Os brasileiros terminaram agosto mais endividados e inadimplentes, segundo levantamento da Confederação Nacional do Comércio de Bens, Serviços e Turismo (CNC). A proporção de consumidores com contas em atraso chegou a 30,4% no mês, frente aos 30,0% registrados em julho. Trata-se do maior nível de inadimplência desde o início da série histórica da Pesquisa de Endividamento e Inadimplência do Consumidor (Peic), iniciada em 2010.
Em comparação com agosto de 2024, quando a inadimplência atingia 28,8% das famílias, o aumento foi de 1,6 ponto percentual. Já a parcela de consumidores que afirmam não ter condições de pagar suas dívidas — permanecendo inadimplentes — passou de 12,7% em julho para 12,8% em agosto. No mesmo período do ano passado, esse índice era de 12,1%.

Para a CNC, o cenário aponta que o nível atual de endividamento começa a extrapolar a capacidade de pagamento das famílias brasileiras. “Isso se dá especialmente em um cenário de crédito mais caro e prazos mais curtos. É um sinal de alerta importante para a economia doméstica”, afirmou o presidente da CNC, José Roberto Tadros.
O número de famílias com dívidas a vencer também aumentou, passando de 78,5% em julho para 78,8% em agosto — o sétimo mês seguido de alta. O resultado representa o maior patamar desde novembro de 2022. Há um ano, o índice era de 78,0%.
A pesquisa considera como dívidas os compromissos financeiros nas modalidades de cartão de crédito, cheque especial, carnês de loja, crédito consignado, empréstimo pessoal, cheque pré-datado, além de financiamentos de veículos e imóveis.

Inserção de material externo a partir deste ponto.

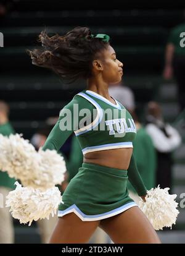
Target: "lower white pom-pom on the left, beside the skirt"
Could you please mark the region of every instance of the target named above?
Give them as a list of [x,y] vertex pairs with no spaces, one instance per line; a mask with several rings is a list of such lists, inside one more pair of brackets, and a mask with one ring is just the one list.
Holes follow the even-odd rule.
[[22,187],[19,182],[15,182],[15,190],[9,192],[6,200],[6,207],[10,207],[12,216],[20,220],[20,223],[28,223],[33,220],[49,219],[49,215],[56,214],[62,197],[57,187],[52,187],[46,191]]

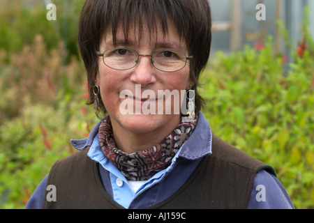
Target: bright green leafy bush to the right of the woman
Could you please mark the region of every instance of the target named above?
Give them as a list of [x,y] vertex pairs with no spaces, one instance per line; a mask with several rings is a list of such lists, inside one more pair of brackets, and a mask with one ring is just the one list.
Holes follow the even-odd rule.
[[218,53],[204,72],[204,111],[214,134],[277,171],[296,208],[314,208],[314,59],[284,75],[271,38],[260,52]]

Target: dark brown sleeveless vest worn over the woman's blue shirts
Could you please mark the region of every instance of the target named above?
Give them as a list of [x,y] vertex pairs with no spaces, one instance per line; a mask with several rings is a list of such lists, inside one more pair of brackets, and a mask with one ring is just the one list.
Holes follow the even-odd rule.
[[[89,149],[58,160],[47,185],[56,188],[57,201],[43,208],[123,208],[103,187],[98,164]],[[202,159],[190,178],[172,196],[148,208],[246,208],[257,171],[274,169],[213,135],[212,154]]]

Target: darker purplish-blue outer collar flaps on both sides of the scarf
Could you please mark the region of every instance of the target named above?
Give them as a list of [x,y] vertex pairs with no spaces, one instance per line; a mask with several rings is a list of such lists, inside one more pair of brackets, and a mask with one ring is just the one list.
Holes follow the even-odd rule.
[[[89,137],[87,137],[87,139],[71,139],[73,147],[78,151],[82,151],[85,148],[91,146],[91,144],[93,144],[94,138],[96,137],[96,134],[98,134],[98,129],[102,121],[103,120],[100,120],[95,125],[95,127],[89,133]],[[211,141],[211,128],[207,122],[207,119],[204,117],[204,114],[200,112],[196,128],[190,135],[188,141],[186,141],[186,143],[182,146],[179,157],[184,157],[188,160],[197,160],[204,155],[209,155],[211,154]]]

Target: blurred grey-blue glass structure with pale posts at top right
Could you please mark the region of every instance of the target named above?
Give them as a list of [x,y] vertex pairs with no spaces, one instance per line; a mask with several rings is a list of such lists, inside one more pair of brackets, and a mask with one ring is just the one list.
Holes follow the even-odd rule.
[[[278,20],[285,22],[290,37],[297,45],[301,40],[301,23],[304,19],[304,7],[314,12],[311,0],[210,0],[214,21],[213,49],[230,52],[241,49],[244,45],[253,45],[260,38],[271,35],[276,43],[277,52],[284,52],[283,33]],[[266,20],[257,21],[258,3],[265,6]],[[314,36],[314,13],[309,13],[309,26]]]

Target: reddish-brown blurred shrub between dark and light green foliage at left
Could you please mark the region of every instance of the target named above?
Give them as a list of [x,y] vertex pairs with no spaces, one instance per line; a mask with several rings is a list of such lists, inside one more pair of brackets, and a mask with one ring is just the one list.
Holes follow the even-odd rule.
[[73,99],[81,97],[86,90],[86,71],[82,61],[75,58],[64,64],[64,53],[63,43],[49,50],[43,36],[37,35],[33,44],[10,55],[10,64],[0,62],[0,121],[17,116],[25,98],[56,106],[59,93],[70,94]]

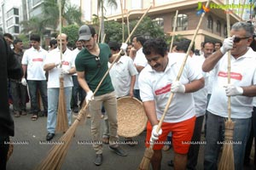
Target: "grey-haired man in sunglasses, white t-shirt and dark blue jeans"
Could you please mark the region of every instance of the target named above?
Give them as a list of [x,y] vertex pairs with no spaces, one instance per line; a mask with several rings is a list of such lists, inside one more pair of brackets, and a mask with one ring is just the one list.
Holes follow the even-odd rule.
[[[243,168],[248,132],[251,128],[253,96],[256,96],[255,55],[250,44],[254,27],[250,23],[236,22],[223,46],[207,57],[203,71],[214,69],[212,96],[207,107],[207,144],[205,145],[205,169],[218,168],[218,155],[224,140],[224,122],[228,117],[230,96],[233,130],[235,169]],[[230,51],[230,84],[228,84],[228,51]]]

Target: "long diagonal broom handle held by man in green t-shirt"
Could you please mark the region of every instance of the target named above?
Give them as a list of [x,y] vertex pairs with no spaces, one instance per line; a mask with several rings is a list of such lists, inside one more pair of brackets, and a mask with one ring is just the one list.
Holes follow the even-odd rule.
[[[127,43],[127,42],[129,41],[129,39],[131,38],[131,36],[132,36],[132,34],[134,33],[134,31],[136,31],[137,26],[139,26],[139,24],[142,22],[144,16],[145,16],[146,14],[148,14],[148,11],[149,11],[150,8],[151,8],[151,6],[150,6],[150,7],[147,9],[147,11],[143,14],[142,18],[137,22],[137,25],[133,28],[133,30],[131,31],[131,34],[129,35],[129,37],[127,37],[125,43]],[[117,56],[119,56],[119,55],[121,54],[121,52],[122,52],[122,50],[119,51],[119,53],[117,54]],[[115,59],[113,59],[112,64],[109,66],[108,71],[106,71],[106,73],[105,73],[104,76],[102,77],[102,80],[101,80],[101,82],[99,82],[99,84],[98,84],[98,86],[96,87],[96,89],[95,89],[93,95],[95,95],[96,92],[98,91],[98,89],[101,87],[102,82],[103,82],[104,79],[108,76],[108,72],[109,72],[110,69],[113,67],[113,64],[115,63],[115,61],[116,61],[118,58],[119,58],[119,57],[116,57]],[[83,107],[83,109],[82,109],[83,111],[86,111],[86,109],[87,109],[89,103],[90,103],[90,102],[88,102],[88,103],[86,103],[86,105],[84,105],[84,107]],[[77,117],[77,120],[80,121],[81,119],[82,119],[82,114],[79,114],[79,116]]]

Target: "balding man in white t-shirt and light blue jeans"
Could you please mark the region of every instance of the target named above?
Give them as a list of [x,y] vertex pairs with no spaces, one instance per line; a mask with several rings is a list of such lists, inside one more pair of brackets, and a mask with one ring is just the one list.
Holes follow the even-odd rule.
[[[57,37],[58,48],[50,51],[47,55],[44,71],[49,71],[48,78],[48,117],[47,117],[47,136],[46,140],[51,140],[55,136],[55,127],[58,111],[58,101],[60,92],[60,77],[64,77],[64,93],[66,99],[66,111],[68,125],[71,125],[70,100],[72,96],[72,74],[75,72],[73,65],[72,51],[67,48],[68,38],[66,34]],[[60,52],[60,43],[62,43],[62,60]],[[62,65],[60,67],[60,65]]]

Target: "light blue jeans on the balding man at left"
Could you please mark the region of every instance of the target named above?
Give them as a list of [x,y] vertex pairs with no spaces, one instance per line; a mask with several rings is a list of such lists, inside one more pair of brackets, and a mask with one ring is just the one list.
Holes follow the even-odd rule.
[[[47,116],[47,131],[48,133],[55,133],[56,121],[57,121],[57,111],[58,111],[58,101],[59,101],[59,91],[60,88],[48,88],[48,116]],[[72,93],[72,87],[64,88],[65,99],[66,99],[66,111],[68,125],[71,125],[71,108],[70,99]]]

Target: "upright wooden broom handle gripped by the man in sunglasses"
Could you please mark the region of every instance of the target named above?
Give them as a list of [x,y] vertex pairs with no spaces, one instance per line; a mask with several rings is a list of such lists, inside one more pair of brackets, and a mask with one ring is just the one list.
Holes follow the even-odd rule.
[[[226,4],[228,4],[229,1],[226,0]],[[226,18],[227,18],[227,35],[230,37],[230,11],[229,9],[226,11]],[[230,64],[230,51],[228,51],[228,84],[230,84],[230,70],[231,70],[231,64]],[[231,99],[230,96],[228,96],[228,121],[231,121]]]

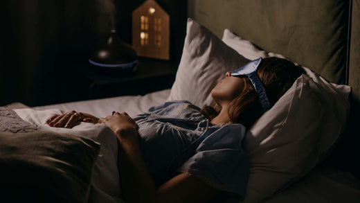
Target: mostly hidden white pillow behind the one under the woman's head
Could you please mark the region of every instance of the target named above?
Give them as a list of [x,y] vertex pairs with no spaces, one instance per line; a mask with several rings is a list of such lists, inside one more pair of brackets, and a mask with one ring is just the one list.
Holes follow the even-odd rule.
[[[222,40],[231,48],[234,48],[240,54],[246,54],[249,57],[258,57],[260,53],[265,57],[277,57],[287,59],[284,55],[278,53],[267,53],[265,51],[260,51],[255,47],[251,42],[242,39],[231,33],[230,30],[225,29]],[[246,44],[246,46],[244,46]],[[296,64],[296,62],[294,62]],[[325,121],[323,125],[324,136],[319,142],[322,151],[325,153],[327,149],[338,139],[339,134],[345,128],[346,121],[348,118],[350,104],[348,97],[351,91],[350,86],[348,85],[336,85],[331,82],[327,82],[324,78],[314,73],[307,67],[303,67],[307,76],[311,78],[320,91],[322,96],[325,98],[326,102],[323,103],[325,108]]]

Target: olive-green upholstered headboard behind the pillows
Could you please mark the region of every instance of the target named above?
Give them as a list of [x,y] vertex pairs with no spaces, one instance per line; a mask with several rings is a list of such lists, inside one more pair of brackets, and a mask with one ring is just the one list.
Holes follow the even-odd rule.
[[[323,78],[352,87],[343,151],[359,143],[360,0],[189,0],[189,17],[222,37],[228,28],[259,48],[285,55]],[[342,149],[342,150],[344,150]],[[350,150],[350,151],[349,151]],[[358,151],[359,152],[359,151]],[[355,169],[353,166],[352,170]]]

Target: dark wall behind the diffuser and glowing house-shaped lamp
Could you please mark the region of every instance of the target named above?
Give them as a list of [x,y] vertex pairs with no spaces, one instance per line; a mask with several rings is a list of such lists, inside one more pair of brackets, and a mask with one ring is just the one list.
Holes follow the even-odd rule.
[[[143,0],[6,0],[1,21],[0,105],[29,106],[82,100],[86,81],[76,67],[111,27],[131,44],[131,13]],[[186,1],[158,3],[170,14],[170,55],[179,62],[186,33]],[[61,93],[61,94],[60,94]],[[60,96],[61,95],[61,96]]]

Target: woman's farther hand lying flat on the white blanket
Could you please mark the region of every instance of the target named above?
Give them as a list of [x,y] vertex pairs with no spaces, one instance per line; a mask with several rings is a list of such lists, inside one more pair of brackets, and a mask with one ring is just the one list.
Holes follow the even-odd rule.
[[74,110],[71,112],[66,112],[62,115],[54,115],[51,118],[48,118],[46,124],[51,127],[73,127],[78,121],[87,122],[87,123],[98,123],[99,118],[96,116],[92,116],[90,114],[85,114],[81,112],[75,112]]

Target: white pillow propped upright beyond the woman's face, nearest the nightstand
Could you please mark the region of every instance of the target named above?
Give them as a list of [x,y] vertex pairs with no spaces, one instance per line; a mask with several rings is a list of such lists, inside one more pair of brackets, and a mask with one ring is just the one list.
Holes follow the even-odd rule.
[[226,71],[249,61],[189,18],[183,54],[167,101],[188,100],[198,107],[215,105],[210,92],[217,82],[225,77]]

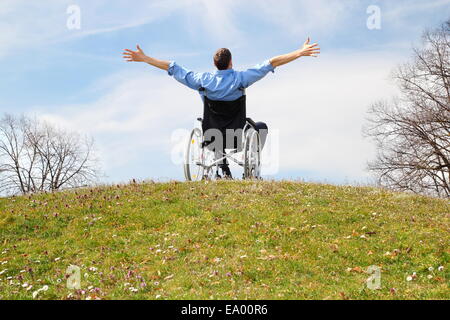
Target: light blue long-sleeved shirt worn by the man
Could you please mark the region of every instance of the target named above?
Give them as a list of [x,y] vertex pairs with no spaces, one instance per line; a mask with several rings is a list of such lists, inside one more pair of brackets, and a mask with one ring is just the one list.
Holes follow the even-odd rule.
[[206,94],[211,100],[233,101],[243,95],[242,89],[246,89],[256,81],[261,80],[270,71],[274,72],[275,68],[270,60],[267,60],[246,71],[228,69],[217,70],[212,73],[193,72],[179,66],[176,62],[171,62],[168,73],[178,82],[191,89],[200,90],[200,88],[204,88],[203,94]]

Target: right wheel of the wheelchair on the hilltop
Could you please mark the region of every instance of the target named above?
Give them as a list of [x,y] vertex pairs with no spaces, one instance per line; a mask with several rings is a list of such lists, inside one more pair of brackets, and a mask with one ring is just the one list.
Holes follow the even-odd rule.
[[251,130],[245,141],[244,149],[244,178],[261,178],[261,142],[257,131]]

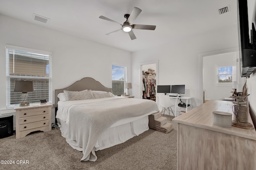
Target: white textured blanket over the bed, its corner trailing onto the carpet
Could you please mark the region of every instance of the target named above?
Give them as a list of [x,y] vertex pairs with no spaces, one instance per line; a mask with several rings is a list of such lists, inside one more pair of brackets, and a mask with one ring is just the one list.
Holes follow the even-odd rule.
[[58,106],[56,117],[69,123],[69,138],[82,148],[84,156],[81,160],[84,161],[97,159],[94,145],[100,134],[113,123],[159,111],[154,101],[120,97],[62,103],[65,104]]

Apesar do avanço da inadimplência, a percepção de endividamento excessivo caiu levemente: a fatia de pessoas que se consideram “muito endividadas” recuou de 15,5% para 15,4% entre julho e agosto.
Outro dado relevante foi a redução dos prazos para pagamento das dívidas. Pelo oitavo mês consecutivo, houve queda no número de famílias com compromissos superiores a um ano: de 31,5% em julho para 31,0% em agosto — o menor índice desde fevereiro de 2024.

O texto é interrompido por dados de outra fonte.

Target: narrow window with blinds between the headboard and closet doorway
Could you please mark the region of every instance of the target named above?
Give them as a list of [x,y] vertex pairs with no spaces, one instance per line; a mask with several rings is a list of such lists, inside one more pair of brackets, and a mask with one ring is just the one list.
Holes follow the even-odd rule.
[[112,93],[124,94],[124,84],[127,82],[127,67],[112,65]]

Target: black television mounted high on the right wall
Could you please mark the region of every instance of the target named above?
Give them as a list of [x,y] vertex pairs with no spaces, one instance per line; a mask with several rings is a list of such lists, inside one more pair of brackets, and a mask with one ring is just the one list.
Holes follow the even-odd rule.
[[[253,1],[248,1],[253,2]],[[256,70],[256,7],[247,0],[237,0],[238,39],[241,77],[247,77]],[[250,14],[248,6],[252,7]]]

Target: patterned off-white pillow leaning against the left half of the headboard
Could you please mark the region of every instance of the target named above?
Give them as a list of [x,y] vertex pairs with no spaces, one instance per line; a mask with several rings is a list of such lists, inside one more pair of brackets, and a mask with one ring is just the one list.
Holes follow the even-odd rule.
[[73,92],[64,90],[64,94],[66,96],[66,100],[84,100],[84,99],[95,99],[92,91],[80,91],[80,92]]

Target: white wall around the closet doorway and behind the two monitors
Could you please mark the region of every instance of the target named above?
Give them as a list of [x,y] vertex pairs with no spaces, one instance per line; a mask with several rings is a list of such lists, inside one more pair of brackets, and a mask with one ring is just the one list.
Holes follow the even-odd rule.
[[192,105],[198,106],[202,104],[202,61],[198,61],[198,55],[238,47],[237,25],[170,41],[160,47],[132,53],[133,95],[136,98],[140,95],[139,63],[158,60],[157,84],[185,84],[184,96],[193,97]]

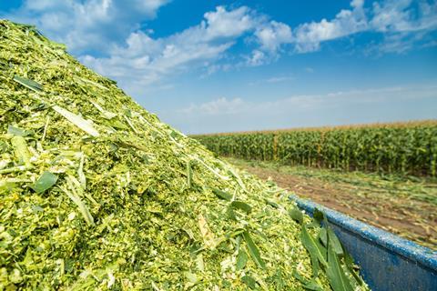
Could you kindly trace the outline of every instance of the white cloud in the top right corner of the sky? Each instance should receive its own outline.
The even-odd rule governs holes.
[[[335,18],[299,25],[293,33],[298,53],[320,50],[320,44],[360,32],[380,32],[384,41],[376,45],[378,54],[403,53],[437,29],[437,3],[425,0],[385,0],[364,7],[363,0],[352,0],[351,10],[341,10]]]

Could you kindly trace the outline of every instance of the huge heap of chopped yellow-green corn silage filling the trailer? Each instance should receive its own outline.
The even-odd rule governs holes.
[[[0,290],[367,290],[287,196],[0,21]]]

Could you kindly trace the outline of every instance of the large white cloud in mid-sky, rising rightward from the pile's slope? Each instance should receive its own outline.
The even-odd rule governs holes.
[[[84,55],[81,60],[121,84],[150,85],[165,75],[188,68],[205,67],[207,74],[203,76],[229,69],[229,64],[214,63],[222,59],[239,38],[250,34],[258,37],[259,49],[246,56],[245,63],[262,65],[276,55],[280,45],[290,43],[291,30],[288,25],[268,21],[264,15],[257,15],[246,6],[236,9],[218,6],[205,13],[199,25],[177,34],[152,38],[141,31],[133,32],[126,44],[113,47],[108,57]],[[130,77],[123,80],[123,75]]]

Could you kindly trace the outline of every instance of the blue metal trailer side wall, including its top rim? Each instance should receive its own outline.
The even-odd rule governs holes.
[[[325,213],[372,290],[437,291],[437,252],[297,196],[290,199],[310,216],[315,208]]]

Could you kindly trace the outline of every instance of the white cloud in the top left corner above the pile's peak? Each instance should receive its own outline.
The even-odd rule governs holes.
[[[169,0],[25,0],[5,18],[33,24],[74,54],[107,52]]]

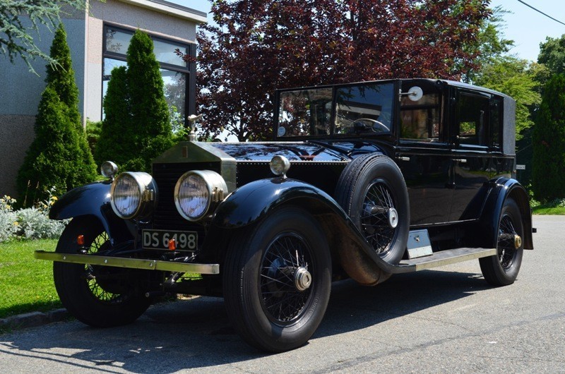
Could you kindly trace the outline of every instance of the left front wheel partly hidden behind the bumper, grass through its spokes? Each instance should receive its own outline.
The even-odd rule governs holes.
[[[77,236],[84,236],[84,245]],[[109,248],[109,238],[96,219],[75,218],[57,243],[56,252],[95,254]],[[127,270],[125,270],[127,272]],[[81,322],[93,327],[113,327],[135,321],[150,300],[136,287],[133,277],[116,267],[53,263],[53,277],[61,303]]]

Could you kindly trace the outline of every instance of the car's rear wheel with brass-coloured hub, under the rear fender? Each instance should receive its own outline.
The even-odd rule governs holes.
[[[497,254],[479,259],[482,275],[489,284],[507,286],[516,280],[522,265],[523,236],[520,208],[516,201],[507,198],[500,214]]]

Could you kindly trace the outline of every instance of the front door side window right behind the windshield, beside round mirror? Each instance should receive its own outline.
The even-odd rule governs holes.
[[[433,85],[419,85],[424,92],[421,99],[413,101],[408,96],[400,100],[400,138],[437,141],[441,135],[441,93]],[[408,92],[410,87],[403,87]]]

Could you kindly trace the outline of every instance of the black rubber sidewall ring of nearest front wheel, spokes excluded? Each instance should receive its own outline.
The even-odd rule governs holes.
[[[302,346],[319,326],[328,304],[331,289],[331,255],[326,244],[326,238],[321,229],[312,230],[318,226],[311,216],[299,208],[283,207],[268,216],[252,231],[247,239],[249,248],[239,248],[245,251],[242,256],[242,271],[238,282],[241,282],[242,318],[247,332],[243,337],[250,337],[248,342],[260,349],[268,351],[286,351]],[[266,249],[279,234],[294,232],[307,242],[310,248],[312,274],[311,296],[307,306],[298,320],[289,325],[279,325],[271,321],[261,302],[260,273]],[[237,248],[232,248],[237,249]],[[224,282],[234,282],[225,279]],[[227,296],[230,297],[230,296]]]

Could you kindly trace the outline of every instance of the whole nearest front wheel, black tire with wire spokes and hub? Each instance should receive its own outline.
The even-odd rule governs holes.
[[[224,269],[227,313],[248,344],[288,351],[314,334],[330,296],[331,255],[308,212],[283,207],[239,232]]]

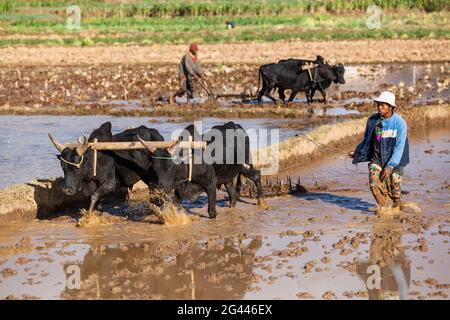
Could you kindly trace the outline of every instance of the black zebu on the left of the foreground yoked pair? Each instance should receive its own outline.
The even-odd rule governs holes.
[[[139,180],[150,184],[153,175],[147,169],[151,167],[151,158],[145,149],[99,150],[97,151],[97,174],[93,175],[94,155],[89,148],[89,142],[93,142],[94,138],[98,142],[138,141],[137,135],[147,141],[164,140],[158,131],[144,126],[112,135],[110,122],[95,129],[89,139],[84,137],[83,142],[79,142],[75,148],[59,143],[49,134],[53,145],[61,153],[58,159],[61,161],[64,172],[63,192],[67,195],[74,195],[77,191],[83,192],[91,198],[89,211],[92,211],[99,200],[121,187],[130,188]]]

Para o economista-chefe da CNC, Fabio Bentes, os dados reforçam a necessidade de ações voltadas à educação financeira. “O avanço contínuo da inadimplência reforça a importância do uso consciente do crédito”, destacou.

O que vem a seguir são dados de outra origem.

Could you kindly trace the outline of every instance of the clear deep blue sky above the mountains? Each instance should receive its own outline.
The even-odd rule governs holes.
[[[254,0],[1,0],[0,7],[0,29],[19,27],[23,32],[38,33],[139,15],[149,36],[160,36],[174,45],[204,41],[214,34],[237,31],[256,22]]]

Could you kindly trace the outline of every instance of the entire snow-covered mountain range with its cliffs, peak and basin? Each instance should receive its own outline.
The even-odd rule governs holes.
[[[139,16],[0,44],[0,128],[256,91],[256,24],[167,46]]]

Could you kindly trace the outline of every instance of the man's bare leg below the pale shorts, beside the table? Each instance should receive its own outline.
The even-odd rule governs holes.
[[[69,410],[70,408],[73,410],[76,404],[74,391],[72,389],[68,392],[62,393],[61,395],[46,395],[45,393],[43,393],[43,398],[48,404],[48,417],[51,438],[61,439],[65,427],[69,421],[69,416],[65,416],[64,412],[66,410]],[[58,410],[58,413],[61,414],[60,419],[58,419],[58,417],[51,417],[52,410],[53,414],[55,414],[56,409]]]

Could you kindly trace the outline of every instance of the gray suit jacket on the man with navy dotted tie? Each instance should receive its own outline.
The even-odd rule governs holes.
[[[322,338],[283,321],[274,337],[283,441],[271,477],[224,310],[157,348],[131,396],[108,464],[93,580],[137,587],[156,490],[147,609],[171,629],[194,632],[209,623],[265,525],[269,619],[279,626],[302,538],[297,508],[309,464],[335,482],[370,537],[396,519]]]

A CNC projeta que, até o fim de 2025, o endividamento das famílias aumente 3,1 pontos percentuais, enquanto a inadimplência deve crescer 1,6 ponto.
O cartão de crédito segue como o principal tipo de dívida entre os consumidores, citado por 84,5% dos endividados. Ainda assim, o percentual é inferior aos 85,7% registrados em agosto do ano passado. Na contramão, o uso de carnês subiu no período, passando de 15,6% para 16,6%.